In 1770 the East India Company reorganized the engineer corps of the three presidencies, composed of officers only. Native corps of sappers or pioneers were formed later, and officered principally by engineers. The officers of engineers were employed in peacetime on the public works of the country, their services when required being placed at the disposal of the military authorities. The Indian Engineers have not only distinguished themselves in the operations of war, but have left monuments of engineering skill in the irrigation works, railways, surveys, roads, bridges, public buildings and defences of the country. When Indian administration was transferred to the crown (1862) the Indian Engineers became “Royal,” so that there now exists but one corps, the Royal Engineers. This is composed of about 1000 officers and 7700 warrant and non-commissioned officers and men. Of the officers some 220 are attached to units, about 400 employed either at home or in the colonies on engineering duties in military commands, on the staff, or on special duty, and about 370 on the Indian establishment. The supreme technical control of the Royal Engineers is exercised from the War Office. See also United Kingdom; Army.
The history of the French engineers shows a somewhat similar line of development. Originally selected officers of infantry were given brevets as engineers, and these men performed military and also civil duties for the king’s service by the aid of companies of workmen enlisted and discharged from time to time. Vauban (q.v.) was the founder of the famous corps de Génie (1690). Its members were selected officers and civilians, employed in all branches of military and naval services, and it soon achieved its European reputation as the first school of fortification and siegecraft. It received a special uniform in 1732. About 1755 it was for a time merged in the artillery. In 1766 the title of Génie was conferred upon the officers, and the same name (troupes de Génie) was given to the previously existing companies of sappers and miners in 1801.

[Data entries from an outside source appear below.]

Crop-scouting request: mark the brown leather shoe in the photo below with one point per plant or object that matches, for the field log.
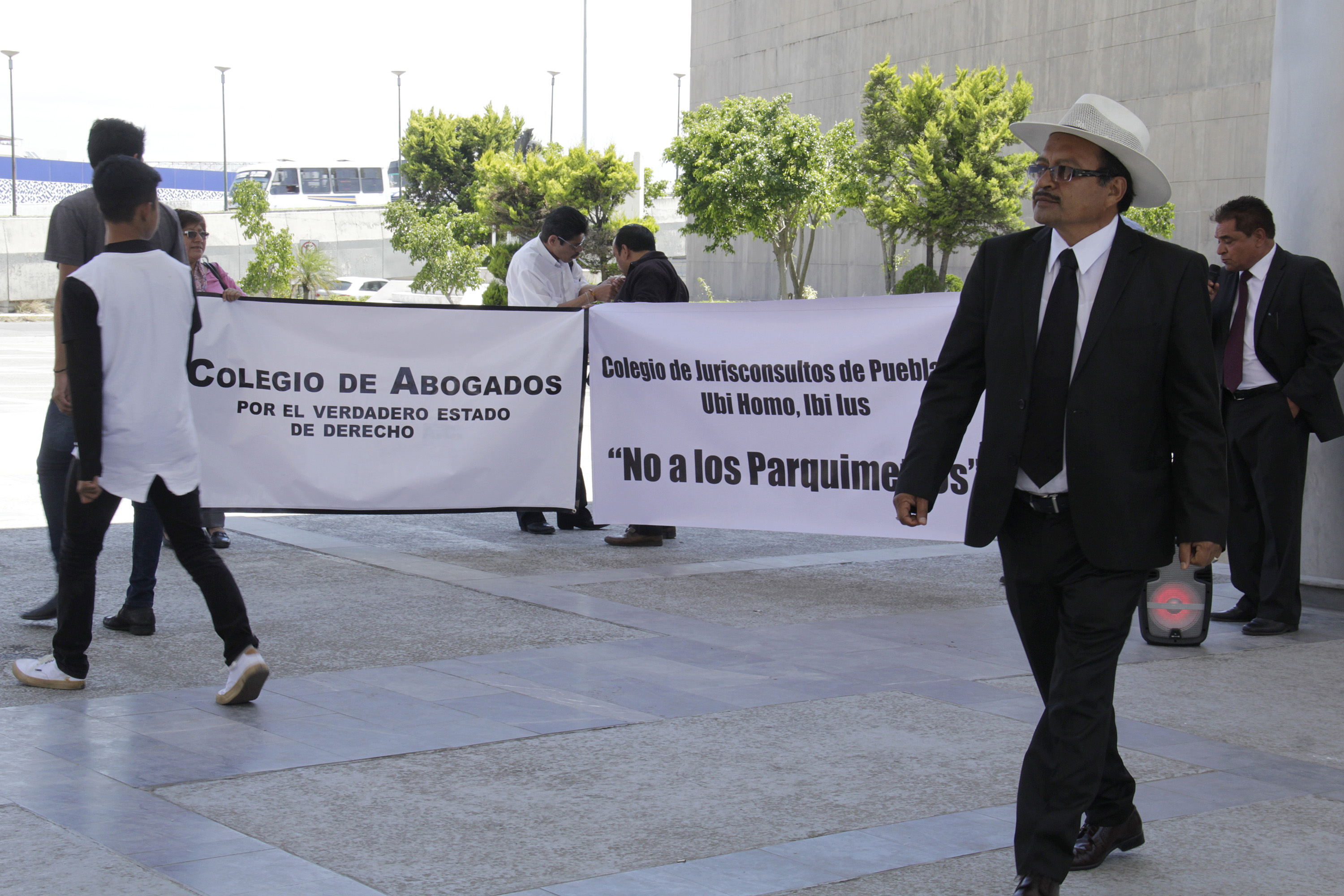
(1096, 843)
(1037, 886)
(633, 539)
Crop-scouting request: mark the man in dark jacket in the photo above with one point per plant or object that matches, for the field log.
(1103, 452)
(650, 277)
(1279, 335)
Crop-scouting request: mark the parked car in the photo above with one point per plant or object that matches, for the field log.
(354, 287)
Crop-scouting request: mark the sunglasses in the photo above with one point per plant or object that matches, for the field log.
(1064, 174)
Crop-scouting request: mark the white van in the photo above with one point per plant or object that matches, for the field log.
(292, 185)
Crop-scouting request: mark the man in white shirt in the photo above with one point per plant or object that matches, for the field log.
(545, 275)
(128, 316)
(1279, 334)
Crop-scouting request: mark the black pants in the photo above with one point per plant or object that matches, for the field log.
(562, 519)
(1266, 473)
(86, 524)
(1073, 620)
(54, 460)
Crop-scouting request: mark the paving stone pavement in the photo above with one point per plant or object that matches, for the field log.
(164, 792)
(90, 765)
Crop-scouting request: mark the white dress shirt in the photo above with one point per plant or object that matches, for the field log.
(1092, 254)
(1254, 373)
(535, 279)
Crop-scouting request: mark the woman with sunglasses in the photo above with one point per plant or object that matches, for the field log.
(207, 277)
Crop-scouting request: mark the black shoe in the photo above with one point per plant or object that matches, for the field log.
(46, 610)
(1037, 886)
(1094, 843)
(134, 620)
(1268, 626)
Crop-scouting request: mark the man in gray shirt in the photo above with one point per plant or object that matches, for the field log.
(76, 234)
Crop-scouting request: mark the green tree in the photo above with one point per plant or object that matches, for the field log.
(933, 160)
(315, 271)
(515, 194)
(441, 238)
(272, 269)
(440, 154)
(1160, 221)
(752, 166)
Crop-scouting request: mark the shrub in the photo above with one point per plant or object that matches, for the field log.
(499, 257)
(921, 279)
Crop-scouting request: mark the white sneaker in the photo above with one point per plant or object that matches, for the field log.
(43, 673)
(246, 675)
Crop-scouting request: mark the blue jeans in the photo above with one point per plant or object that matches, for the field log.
(58, 440)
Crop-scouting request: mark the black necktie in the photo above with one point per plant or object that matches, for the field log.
(1233, 373)
(1043, 444)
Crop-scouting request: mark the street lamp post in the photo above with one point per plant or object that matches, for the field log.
(224, 129)
(401, 181)
(553, 105)
(585, 74)
(679, 76)
(14, 166)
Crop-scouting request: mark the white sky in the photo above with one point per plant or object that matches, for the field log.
(312, 80)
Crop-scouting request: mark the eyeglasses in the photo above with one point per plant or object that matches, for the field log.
(1064, 174)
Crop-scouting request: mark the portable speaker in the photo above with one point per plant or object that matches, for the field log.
(1176, 607)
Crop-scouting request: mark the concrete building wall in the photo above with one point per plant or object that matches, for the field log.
(1197, 72)
(1304, 185)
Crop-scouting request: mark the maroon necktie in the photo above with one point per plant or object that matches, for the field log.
(1237, 338)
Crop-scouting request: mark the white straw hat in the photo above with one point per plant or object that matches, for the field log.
(1116, 129)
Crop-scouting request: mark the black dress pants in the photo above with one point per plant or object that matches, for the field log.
(1073, 620)
(562, 519)
(1266, 473)
(86, 524)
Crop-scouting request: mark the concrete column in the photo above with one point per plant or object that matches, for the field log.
(1304, 183)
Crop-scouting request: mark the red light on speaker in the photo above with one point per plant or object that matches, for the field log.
(1176, 609)
(1175, 605)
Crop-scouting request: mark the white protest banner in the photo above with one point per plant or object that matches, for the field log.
(349, 406)
(784, 416)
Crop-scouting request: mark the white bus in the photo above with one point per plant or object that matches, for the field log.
(292, 185)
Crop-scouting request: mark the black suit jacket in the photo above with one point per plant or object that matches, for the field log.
(1299, 335)
(1144, 437)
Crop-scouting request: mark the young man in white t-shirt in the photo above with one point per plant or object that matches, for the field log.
(127, 320)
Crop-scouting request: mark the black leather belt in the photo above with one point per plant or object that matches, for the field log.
(1057, 503)
(1241, 396)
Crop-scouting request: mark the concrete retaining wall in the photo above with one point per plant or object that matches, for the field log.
(354, 237)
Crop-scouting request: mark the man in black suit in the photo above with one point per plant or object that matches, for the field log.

In the United States the separate Corps of Engineers (since 1794 there had been a Corps of Artillerists and Engineers) was organized in 1802, starting with a small body stationed at West Point, which in 1838 and 1846 was gradually increased, and in 1861 given three additional companies. In 1866 they were formed into a battalion and stationed at Willets Point, N.Y. In 1901 they were reorganized in three battalions, with a total strength of 1282. The U.S. Engineer School, formerly at Willets Point, was transferred in 1901 to Washington. Until 1866 the military academy at West Point was under the supervision of the Corps of Engineers, but from that time its direction was thrown open; but the highest branch at West Point is still regarded as that of the engineers. The Corps of Engineers has done a great deal of highly important work in the United States, notably in building forts, and improving rivers and harbours for navigation.
See Maj.-Gen. R. W. Porter, Hist, of the Corps of Royal Engineers (Chatham, 1889); C. Lecomte, Les Ingénieurs militaires de la France (Paris, 1903); H. Frobenius, Geschichte der K. preuss. Ingenieur- und Pioneer-Korps (Berlin, 1906).